31. August 2019 · Comments Off on 3 Resources Tips from Someone With Experience · Categories: Advertising & Marketing

An Overview of Proximity Sensors

Proximity sensors are devices that have found varying uses in many different industrial and manufacturing environments. Basically, they are made to sense the presence of objects and perform some action, or to simply flag their the presence or absence. Key to their operation is that they no physical contact is required with the target in order to be sensed. This explains why they’re typically known as non-contact sensors.

There are lots of general sensing techniques that proximity sensors are known to use. Such techniques work to categorize different sensor types on top of other relevant factors like the object that must be detected or the most conducive environmental conditions for detection by a certain sensor type.

Here are the most common types of proximity sensors in use today:


As the term indicates, these sensors work by detecting a change in the capacitance, or the ratio of the change in an electric charge to the matching change in its electric potential as affected by an air gap or the presence of another material between two surfaces.

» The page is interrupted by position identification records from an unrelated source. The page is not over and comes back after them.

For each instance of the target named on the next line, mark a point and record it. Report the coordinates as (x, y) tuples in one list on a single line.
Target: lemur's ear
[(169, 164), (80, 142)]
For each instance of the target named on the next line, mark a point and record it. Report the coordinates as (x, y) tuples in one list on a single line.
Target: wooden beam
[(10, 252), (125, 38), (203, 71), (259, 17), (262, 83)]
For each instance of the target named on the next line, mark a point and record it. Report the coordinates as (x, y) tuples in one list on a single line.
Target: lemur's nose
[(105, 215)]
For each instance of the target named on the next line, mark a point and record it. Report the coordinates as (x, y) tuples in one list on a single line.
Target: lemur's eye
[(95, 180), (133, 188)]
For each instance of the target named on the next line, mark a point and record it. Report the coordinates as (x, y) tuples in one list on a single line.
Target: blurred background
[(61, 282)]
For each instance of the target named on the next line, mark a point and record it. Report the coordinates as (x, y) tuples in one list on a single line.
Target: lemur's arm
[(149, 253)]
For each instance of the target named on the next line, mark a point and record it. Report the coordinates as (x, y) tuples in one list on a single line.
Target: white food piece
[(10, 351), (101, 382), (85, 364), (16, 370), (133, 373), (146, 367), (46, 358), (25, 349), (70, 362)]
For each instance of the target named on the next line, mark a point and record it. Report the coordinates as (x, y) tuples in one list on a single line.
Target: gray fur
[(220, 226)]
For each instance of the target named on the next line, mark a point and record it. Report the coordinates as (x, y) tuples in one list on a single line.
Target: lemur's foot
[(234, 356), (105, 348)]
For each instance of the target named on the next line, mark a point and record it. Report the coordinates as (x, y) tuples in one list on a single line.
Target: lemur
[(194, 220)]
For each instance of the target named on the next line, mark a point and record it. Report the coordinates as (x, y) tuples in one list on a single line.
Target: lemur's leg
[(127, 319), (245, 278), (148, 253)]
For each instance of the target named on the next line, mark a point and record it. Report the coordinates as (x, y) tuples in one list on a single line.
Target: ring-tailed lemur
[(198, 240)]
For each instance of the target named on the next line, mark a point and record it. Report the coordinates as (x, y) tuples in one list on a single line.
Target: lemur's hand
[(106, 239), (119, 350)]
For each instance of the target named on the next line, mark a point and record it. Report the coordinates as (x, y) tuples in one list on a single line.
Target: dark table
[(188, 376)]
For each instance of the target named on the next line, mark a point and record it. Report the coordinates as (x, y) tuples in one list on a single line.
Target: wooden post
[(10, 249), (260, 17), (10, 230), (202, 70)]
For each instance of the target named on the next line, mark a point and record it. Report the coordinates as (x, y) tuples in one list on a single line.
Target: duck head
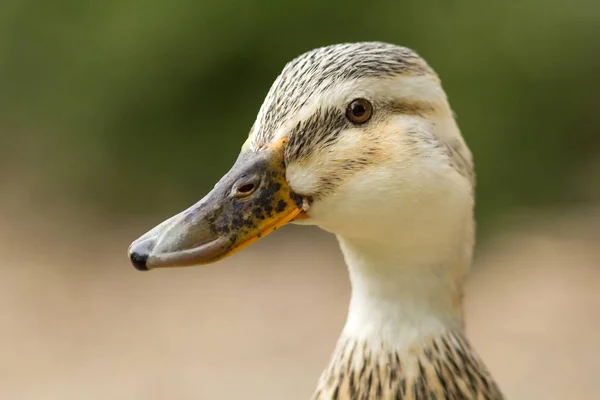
[(358, 139)]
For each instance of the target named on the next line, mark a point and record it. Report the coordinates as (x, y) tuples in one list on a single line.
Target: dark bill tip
[(139, 260)]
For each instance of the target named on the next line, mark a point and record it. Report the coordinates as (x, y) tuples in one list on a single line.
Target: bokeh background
[(115, 115)]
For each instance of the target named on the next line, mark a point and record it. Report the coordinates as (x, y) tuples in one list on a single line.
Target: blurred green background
[(115, 115), (136, 107)]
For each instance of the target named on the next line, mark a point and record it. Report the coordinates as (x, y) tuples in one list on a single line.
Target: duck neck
[(404, 334), (402, 293)]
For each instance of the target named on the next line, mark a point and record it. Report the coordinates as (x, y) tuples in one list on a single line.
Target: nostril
[(245, 188)]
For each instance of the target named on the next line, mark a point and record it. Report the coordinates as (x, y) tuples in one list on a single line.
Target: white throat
[(403, 292)]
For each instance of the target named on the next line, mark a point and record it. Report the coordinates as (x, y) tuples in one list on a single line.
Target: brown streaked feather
[(440, 367)]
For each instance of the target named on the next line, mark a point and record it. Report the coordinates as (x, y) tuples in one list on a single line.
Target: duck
[(358, 139)]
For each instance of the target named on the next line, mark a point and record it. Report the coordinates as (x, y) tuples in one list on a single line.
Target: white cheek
[(302, 180)]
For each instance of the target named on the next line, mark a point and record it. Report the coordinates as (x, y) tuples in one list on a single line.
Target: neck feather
[(404, 338), (440, 366)]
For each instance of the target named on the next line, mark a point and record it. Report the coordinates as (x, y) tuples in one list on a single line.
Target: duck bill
[(225, 220)]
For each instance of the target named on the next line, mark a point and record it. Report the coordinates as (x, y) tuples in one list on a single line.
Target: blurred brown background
[(115, 115)]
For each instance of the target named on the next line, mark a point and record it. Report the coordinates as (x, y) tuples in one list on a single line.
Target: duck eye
[(359, 111)]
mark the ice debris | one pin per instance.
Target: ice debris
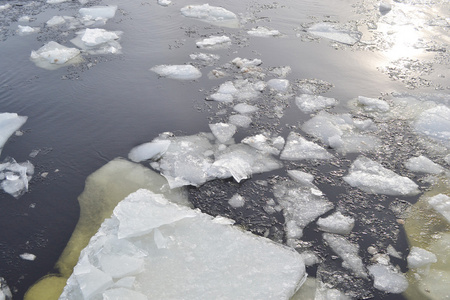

Every time an object to be detected comes into the field of the sensor, the capacitance is changed, and this how the sensor detects the presence of that object.


Inductive sensors detect variations in inductance, or inducing voltage in a conductor in response to a different conductor’s changing current. Inductive sensors, however, are only effective with metallic objects because of their inductive properties.

Aside from that, sensing distance also depends on the object sensed. Compared to copper and aluminum, for example, ferromagnetic objects like steel have the most extensive sensing distances.


These sensors are light-based, meaning, they know when an object is present or absent based on changes in the amount of light. Photoelectric sensors come in two major types – reflective and through-beam. Reflective sensors emit a beam of light that hits the object and is reflected back to the sensor, often in the same physical container as the emitter beam. Through-beam sensors, on the other hand, are made of two separate items – a light source or emitter and a detector or receiver. Every time an object breaks the light beam, the sensor takes note.


Lastly, ultrasonic sensors are dependent on sound waves when sensing the presence or absence of objects. A high frequency sound wave that humans cannot detect is emitted by the sensor and returned after it comes in contact with an object, where the distance of that object from the sensor can be computed by considering the amount of time the sound wave took to return. As such, these sensors are used to measure the distance of objects, like in automotive park-assist and in filling applications where fluid levels must be detected as part of the process.